The ambitious precision-medicine project All of Us gets under way next week with the goal of enrolling 1 million Americans of all backgrounds in the largest longitundial health study in the world.
Nearly 15 years in the making, the program is the brainchild of National Institutes of Health director Francis S. Collins, with the goal of creating a truly representative health database that will help inform individualized medical treatments and solutions.
“It’s unprecedented and unique,” Dr. Collins said in a call with reporters Tuesday, adding that the program shifts medical research from determining what works best for the average person to looking at how unique characteristics and environments influence health and disease.
“We are all different, and ’one size fits all’ is far from an optimal strategy,” he said.
Open enrollment will begin online and in seven cities across the country on Sunday, in Birmingham, Alabama; Chicago; Detroit; Kansas City, Missouri; Nashville, Tennessee; New York City; and Pasco, Washington. More details on specific locations are available at launch.joinallofus.org.
At least 26,000 participants are already enrolled in the program, volunteering during a yearlong beta testing process. The ultimate goal is to reach 1 million Americans within five to six years.
People who choose to enroll provide access to their electronic health records, update health assessments — such as blood and urine samples — with a provider and fill out surveys on health habits, where they work and where they live.
“It was all very quick and easy,” said Miriam Guzman, one of the beta volunteers who heard of the program through her job at Northwestern University in Evanston, Illinois.
Ms. Guzman is a Mexican-American and is also living with Type I diabetes and Graves’ disease, an autoimmune disorder that causes an overactive thyroid.
“When I look and find information about diabetes as a patient, I always see an asterisk in research about — oh this is based on European Ancestry.

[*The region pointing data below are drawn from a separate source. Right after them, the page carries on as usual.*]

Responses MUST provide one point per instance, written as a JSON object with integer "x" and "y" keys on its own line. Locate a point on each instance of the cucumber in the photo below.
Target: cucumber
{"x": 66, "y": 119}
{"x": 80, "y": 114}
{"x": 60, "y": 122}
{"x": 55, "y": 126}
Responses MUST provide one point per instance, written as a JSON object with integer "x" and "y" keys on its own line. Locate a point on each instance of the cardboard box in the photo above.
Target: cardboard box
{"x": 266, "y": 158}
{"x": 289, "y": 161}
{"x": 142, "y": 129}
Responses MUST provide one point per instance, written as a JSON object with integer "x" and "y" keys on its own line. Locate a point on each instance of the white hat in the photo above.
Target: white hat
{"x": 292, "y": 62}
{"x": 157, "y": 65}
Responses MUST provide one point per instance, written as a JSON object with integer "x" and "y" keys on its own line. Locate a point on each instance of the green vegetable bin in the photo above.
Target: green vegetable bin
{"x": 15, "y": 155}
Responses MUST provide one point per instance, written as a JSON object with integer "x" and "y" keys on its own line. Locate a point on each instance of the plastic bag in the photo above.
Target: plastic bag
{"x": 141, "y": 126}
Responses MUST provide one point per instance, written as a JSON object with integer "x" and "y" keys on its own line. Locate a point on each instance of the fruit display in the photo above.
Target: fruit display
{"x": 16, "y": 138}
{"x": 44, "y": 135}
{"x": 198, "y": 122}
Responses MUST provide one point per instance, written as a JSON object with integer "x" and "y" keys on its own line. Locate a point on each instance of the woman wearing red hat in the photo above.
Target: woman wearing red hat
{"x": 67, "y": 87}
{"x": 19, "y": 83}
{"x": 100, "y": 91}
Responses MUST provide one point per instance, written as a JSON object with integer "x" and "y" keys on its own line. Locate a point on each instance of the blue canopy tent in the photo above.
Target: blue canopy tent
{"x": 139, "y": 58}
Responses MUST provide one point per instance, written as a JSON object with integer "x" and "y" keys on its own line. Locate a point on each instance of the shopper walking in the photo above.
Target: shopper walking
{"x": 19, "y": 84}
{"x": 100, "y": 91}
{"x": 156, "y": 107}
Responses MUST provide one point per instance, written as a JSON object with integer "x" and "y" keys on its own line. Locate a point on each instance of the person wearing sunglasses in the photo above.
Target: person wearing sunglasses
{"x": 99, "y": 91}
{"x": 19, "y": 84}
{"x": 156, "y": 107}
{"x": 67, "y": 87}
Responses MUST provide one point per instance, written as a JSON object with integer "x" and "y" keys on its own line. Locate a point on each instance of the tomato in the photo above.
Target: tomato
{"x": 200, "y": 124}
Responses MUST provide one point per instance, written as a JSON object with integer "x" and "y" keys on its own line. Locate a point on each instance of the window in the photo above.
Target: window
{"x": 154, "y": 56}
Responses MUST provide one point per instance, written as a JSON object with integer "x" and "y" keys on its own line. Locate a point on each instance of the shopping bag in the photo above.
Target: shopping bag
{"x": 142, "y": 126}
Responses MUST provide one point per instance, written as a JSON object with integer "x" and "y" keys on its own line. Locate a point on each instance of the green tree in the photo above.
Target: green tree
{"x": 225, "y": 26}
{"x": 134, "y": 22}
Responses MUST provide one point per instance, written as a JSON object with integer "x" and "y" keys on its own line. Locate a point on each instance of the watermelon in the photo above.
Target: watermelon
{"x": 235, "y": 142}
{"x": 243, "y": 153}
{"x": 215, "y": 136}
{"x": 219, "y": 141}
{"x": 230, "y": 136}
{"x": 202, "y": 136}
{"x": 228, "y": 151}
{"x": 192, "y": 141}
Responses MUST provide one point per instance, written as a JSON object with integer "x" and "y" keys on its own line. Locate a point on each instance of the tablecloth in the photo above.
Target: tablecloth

How do I know as a patient, this is relevant to me and relevant to my family?” she said. “I really felt this was an opportunity … that in the future, my children, my grandchildren, people will benefit from the information I provide.”
But with this unprecedented sharing of information — participants also have access to their own data — has created concerns over security and privacy.
“Safeguarding participants privacy and data are our top responsibilities,” said program director Eric Dishman. “If we lose that trust, then we lose the viability of the program.”
Information taken from online surveys and electronic health data are uploaded into a secure cloud platform, Mr. Dishman said. While the data is available to researchers and participants, identifiers and contact information are removed and none of the information will ever be sold to marketers. Officials said they have subjected their system to multiple hack-a-thons — conventions of hackers tasked with breaking in to secure systems — to test its security.
Officials emphasized that law enforcement or legal procedures won’t be allowed to demand identities of participants based on their medical data.
Last week it was revealed that police in California used open-source DNA data on genealogy websites to track and capture the Golden State Killer, believed to be responsible for killing at least 12 people and raping more than 50 women between 1974 and 1986. Police compared DNA from crime scenes to that of a relative found on one of the sites.
“From what I understood about it, that would not happen in this particular case,” Mr. Dishman said.
Volunteers are protected by certificates of confidentiality, which, under the 21st Century Cures Act which was signed into law at the end of 2016, protect their data from being used by federal, state and local government agencies or in a court of law.
“If somehow the data was still obtained, they receive additional immunities and inadmissibility of that data being used against them in legal proceedings,” he said.
This level of security in confidentiality has helped researchers build trust in communities underrepresented in medical research, officials said, of which including them in the study is paramount to the All of Us mission.
“At a high level what we want to have over time is a mix of geographic, medical and demographic diversity,” Mr. Dishman said, with a particular emphasis on people living in rural communities and minority groups related to ethnicity, age, gender, physical and mental disabilities, among others.
Researchers are aiming that between 70 and 75 percent of the cohort is comes from these groups and will make up a large part of future research that will invite participants to have their DNA sequenced, a more expensive and labor intensive procedure but with the possibility to really impact precision medicine.
Mr. Dishman credits DNA sequencing with curing his rare form of kidney cancer, a battle he fought for over two decades. “I am alive and well today thanks to precision medicine,” he said.